What other compilers do I need to worry about struct packing? - c

In GCC, I need to use __attribute__((packed)) to make structs take the least amount of space, for example, if I have a large array of structs I should pack them. What other common compilers do struct padding, and how do I pack structs in these other compilers?

The premise of your question is mistaken. Packed structs are not something you're "supposed to use" to save space. They're a dubious nonstandard feature with lots of problems that should be avoided whenever possible. (Ultimately it's always possible to avoid them, but some people balk at the tradeoffs involved.) For example, whenever you use packed structures, any use of pointers to members is potentially unsafe because the pointer value is not necessarily a valid (properly aligned) pointer to the type it points to. The only time there is a "need" for packed structures is when you're using them to access memory-mapped hardware registers that are misaligned, or to access in-file/on-disk data structures that are misaligned (but the latter won't be portable anyway since representation/endianness may not match, and both problems are solved together much better with a proper serialization/deserialization function).
If your goal is to save space, then as long as you control the definition of the structure, simply order it so as not to leave unnecessary padding space. This can be achieved simply by ordering the members in order of decreasing size; if you do that, then on any reasonable implementation, the wasted space will be at most the difference between the size of the largest member and the size of the smallest.

Related

Can C add padding between struct members, even if they are ordered in decreasing alignment?

struct Foo {
int a;
char b;
}
Will it be guaranteed in this case that b will have an offset of sizeof(int) in the struct?
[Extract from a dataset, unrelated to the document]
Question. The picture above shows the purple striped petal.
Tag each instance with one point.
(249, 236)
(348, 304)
Will it be guaranteed that members will be packed together as long as all alignment requirements are being met, no padding required (Not taking into account the padding at the end to align the structures size to the largest member)?
I am asking this because I would like to know if simply fwrite()ing a struct to a save file can cause problems if the layout of a struct is not consistent across platforms, because then each save file would be specific to the platform on which it was created.
There are no guarantees. If a compiler wishes to insert unnecessary padding between structure members, it can do so. (For example, it might have determined that a particular member could be handled much more efficiently were it eight-byte aligned, even though it doesn't require alignment at all.)
Portable code intended for interoperability should not fwrite structs. Aside from the potential of differences in padding, not all platforms use the same endianness, nor the same floating point representation (if that's relevant).
Strictly speaking, the C standard makes no guarantees regarding padding inside of a struct, other than no padding at the beginning.
That being said, most implementations you're likely to come across tend to perform padding in a consistent manner (see The Lost Art of Structure Packing). In your particular example however there's a potential for inconsistency as an int is not necessarily the same size on all platforms.
If you used fixed width types such as int32_t and int8_t instead of int and char then you're probably OK. Adding a static_assert for the size of the struct can help enforce this.
You do however need to worry about endianness, converting each field to a known byte order before saving and back to the host byte order after reading back.

Is it better for performance to have alignment padding at the end of a small struct instead of between 2 members?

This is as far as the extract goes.